When a special project now housed at Rhodes is completed, hearing and deaf people will be able to converse using a special translation app on their cellphones.

When a special project now housed at Rhodes is completed, hearing and deaf people will be able to converse using a special translation app on their cellphones.

In the age where mobiles can do everything, if not more, than computers can do, it is little wonder that phone applications – more commonly known as simply apps – have become an intrinsic part of people’s everyday lives.

Apps can help your phone help you do everything: get directions, cook a meal, track your fitness regime, learn a new language, organise your shopping list and wile away hours of boredom.

Rhodes University Computer Sciences lecturer, James Connan, has been part of the South African Sign Language (SASL)-to-English translation app since its conception in 2001.

The idea behind the app is to create a seamless translation from English to SASL and back again using only the microphone, video camera, screen and wireless connectivity of a mobile phone.

Connan is working toward a time when pointing a mobile at a hearing person while they speak will almost instantly create a 3D avatar signing what was said for the deaf person to see.

The app will also work the other way around: a deaf person can sign a response into the mobile’s camera, and the app will translate the signs into English for the hearing person to understand.

To date, the SASL project has combined the computer skills of Connan and over 40 students nationwide, to create a preliminary app called iSign. 

iSign is able to recognise hand shapes, gestures and the basic facial expressions that make up the SASL language and is able to render around 50 common phrases in SASL and English.

This means iSign can be used as a phrasebook to carry out a rudimentary conversation between a hearing person and a deaf person.

The aim now is to transform iSign into a working translator of any and every sentence that could be conjured up in either language.

For the linguistic side of the project to be as flawless as possible, Connan has collaborated with the Rhodes Linguistics Department, which runs an annual course on SASL for second-year students.

Mikhaela Kohlo, a Linguistics Masters student at Rhodes, is one of the students looking to make that translation a reality.
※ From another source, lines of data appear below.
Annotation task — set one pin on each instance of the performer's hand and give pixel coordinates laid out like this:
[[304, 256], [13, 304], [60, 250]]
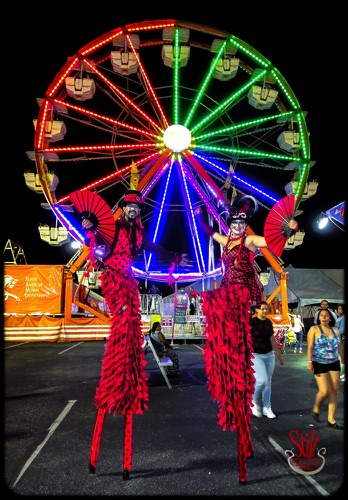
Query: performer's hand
[[290, 228], [184, 260], [86, 224], [293, 224]]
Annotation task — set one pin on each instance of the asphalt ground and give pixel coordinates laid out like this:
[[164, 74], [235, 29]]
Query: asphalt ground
[[178, 448]]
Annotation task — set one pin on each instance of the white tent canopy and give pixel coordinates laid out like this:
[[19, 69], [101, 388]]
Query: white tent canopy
[[310, 286]]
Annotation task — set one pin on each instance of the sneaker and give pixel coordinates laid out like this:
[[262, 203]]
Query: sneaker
[[336, 426], [268, 413], [256, 411]]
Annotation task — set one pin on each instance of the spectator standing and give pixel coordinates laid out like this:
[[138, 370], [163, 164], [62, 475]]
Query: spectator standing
[[164, 349], [297, 327], [324, 304], [324, 351], [264, 350], [227, 352], [154, 290], [341, 327]]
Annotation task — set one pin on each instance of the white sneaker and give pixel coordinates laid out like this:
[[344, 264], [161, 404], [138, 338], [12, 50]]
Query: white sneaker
[[268, 413], [256, 410]]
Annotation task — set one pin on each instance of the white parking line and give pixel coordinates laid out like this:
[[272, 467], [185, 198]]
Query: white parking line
[[51, 430]]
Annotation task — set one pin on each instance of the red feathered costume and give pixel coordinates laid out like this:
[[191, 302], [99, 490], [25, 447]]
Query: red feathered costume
[[123, 385], [227, 352]]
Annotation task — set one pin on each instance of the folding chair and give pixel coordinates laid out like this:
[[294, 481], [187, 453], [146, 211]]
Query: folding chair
[[161, 362]]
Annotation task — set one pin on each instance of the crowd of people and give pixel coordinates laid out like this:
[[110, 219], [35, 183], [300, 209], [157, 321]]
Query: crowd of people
[[240, 347]]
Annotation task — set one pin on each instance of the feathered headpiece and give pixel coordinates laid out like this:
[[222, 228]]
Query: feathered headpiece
[[132, 196], [242, 209]]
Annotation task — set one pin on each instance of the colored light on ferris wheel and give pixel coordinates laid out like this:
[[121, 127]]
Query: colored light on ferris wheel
[[177, 138]]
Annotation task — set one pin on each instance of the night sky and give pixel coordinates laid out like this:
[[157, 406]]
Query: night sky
[[293, 42]]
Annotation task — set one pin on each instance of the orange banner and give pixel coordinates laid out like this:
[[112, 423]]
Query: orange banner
[[33, 289]]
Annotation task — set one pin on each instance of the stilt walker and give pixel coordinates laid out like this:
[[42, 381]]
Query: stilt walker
[[228, 349], [123, 385]]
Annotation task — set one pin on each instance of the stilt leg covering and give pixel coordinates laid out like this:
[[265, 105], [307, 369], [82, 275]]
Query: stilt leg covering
[[128, 442], [98, 429]]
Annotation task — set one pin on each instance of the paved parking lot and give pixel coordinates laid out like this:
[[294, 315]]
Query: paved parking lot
[[178, 449]]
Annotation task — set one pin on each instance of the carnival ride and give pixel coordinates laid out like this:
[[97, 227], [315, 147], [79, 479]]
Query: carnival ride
[[186, 113]]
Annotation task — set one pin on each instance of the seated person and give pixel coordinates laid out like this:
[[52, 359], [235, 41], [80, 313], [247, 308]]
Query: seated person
[[163, 348]]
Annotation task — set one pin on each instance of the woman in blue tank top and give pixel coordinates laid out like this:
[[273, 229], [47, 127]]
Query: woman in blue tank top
[[325, 354]]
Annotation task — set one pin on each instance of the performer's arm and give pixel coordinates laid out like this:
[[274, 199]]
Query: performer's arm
[[220, 238]]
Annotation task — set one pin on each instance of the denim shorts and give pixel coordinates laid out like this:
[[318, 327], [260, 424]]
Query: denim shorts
[[324, 368]]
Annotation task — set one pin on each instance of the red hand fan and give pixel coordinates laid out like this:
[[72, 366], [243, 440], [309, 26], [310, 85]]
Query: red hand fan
[[277, 230], [91, 206]]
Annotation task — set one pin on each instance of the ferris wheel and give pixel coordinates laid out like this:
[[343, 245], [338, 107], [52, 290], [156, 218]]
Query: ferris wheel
[[186, 113]]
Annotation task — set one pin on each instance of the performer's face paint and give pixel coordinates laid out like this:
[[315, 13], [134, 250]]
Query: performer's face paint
[[238, 228], [131, 211]]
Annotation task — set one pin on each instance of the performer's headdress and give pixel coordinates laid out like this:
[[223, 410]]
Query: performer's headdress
[[242, 209], [132, 196]]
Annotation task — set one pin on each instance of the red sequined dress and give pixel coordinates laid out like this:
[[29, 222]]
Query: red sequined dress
[[123, 383], [227, 352]]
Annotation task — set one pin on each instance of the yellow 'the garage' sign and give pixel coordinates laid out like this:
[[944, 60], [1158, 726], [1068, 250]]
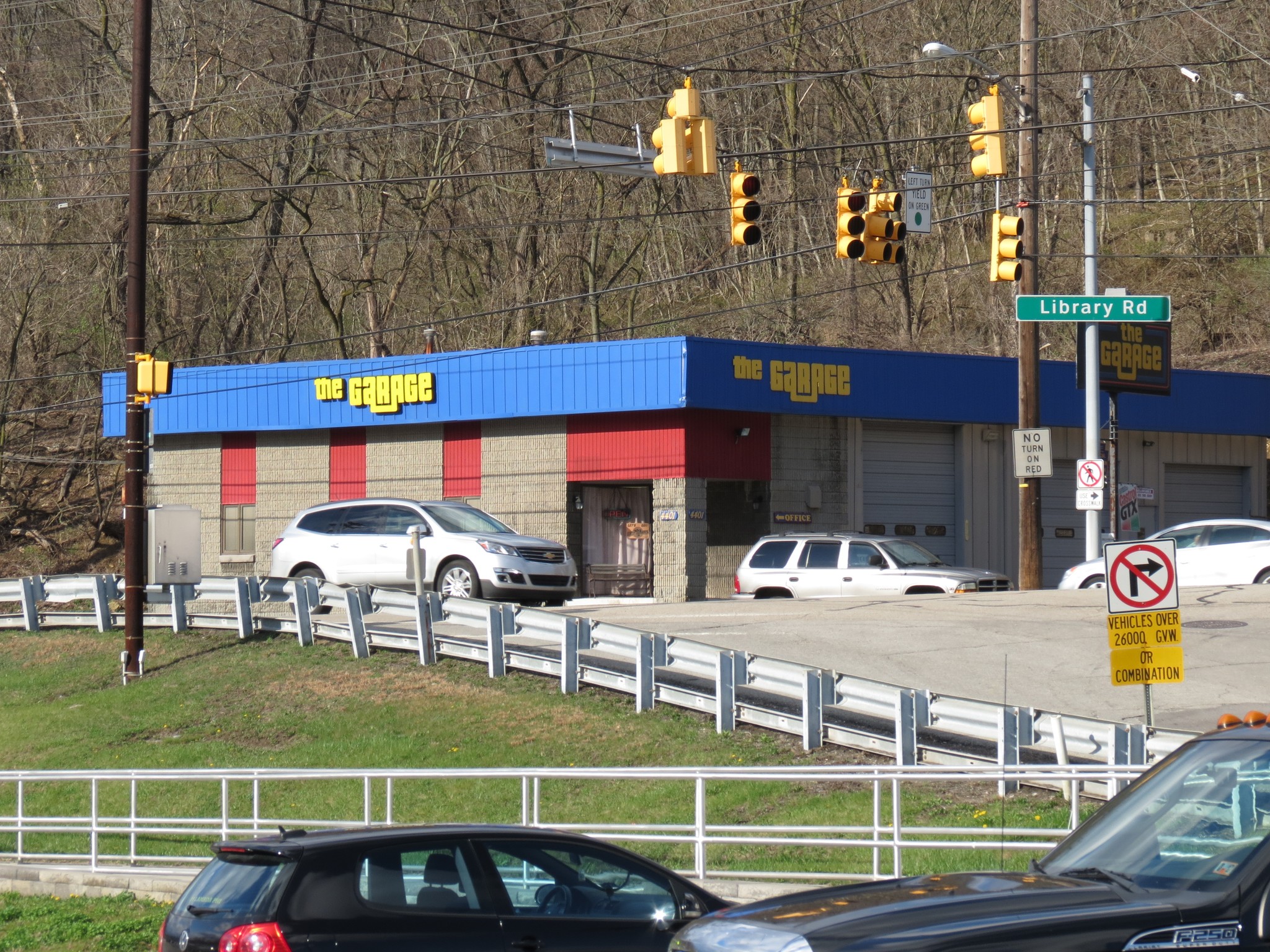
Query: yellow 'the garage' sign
[[381, 394]]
This year, Kohlo’s task is to study current theories about how Sign Languages can be coded in writing to see if they can assist in the project.

This will determine how to assign entire gestures to corresponding English phones, which is the term linguists use to define the representations of all the possible sounds in English.

“I am intensely excited in participating towards adding to technology [for the deaf]in South Africa,” Kohlo said.

There are challenges to overcome, however; SASL has a number of different dialects, not all of which can be accounted for in such a system, especially since SASL has a number of grammatical eccentricities that make finding a notation system that much harder.

And even when the translation system is finally coded there is always room for error, as anybody who has ever used Google Translate will know. “You’ll never get it perfect. But we’re aiming to get it as close as possible,” said Connan.

“I always relate projects to the development of glasses: you had the monocle, then spectacles and now there’s laser eye surgery. At the moment we’re still in monocle phase,” said Connan, who is firmly optimistic about the future and necessity of the project.

“We (can) use computers to solve other people’s problems. We learn from different areas so that we can apply other skills to our skills to make things that are necessary for those who need them, to function in life better.”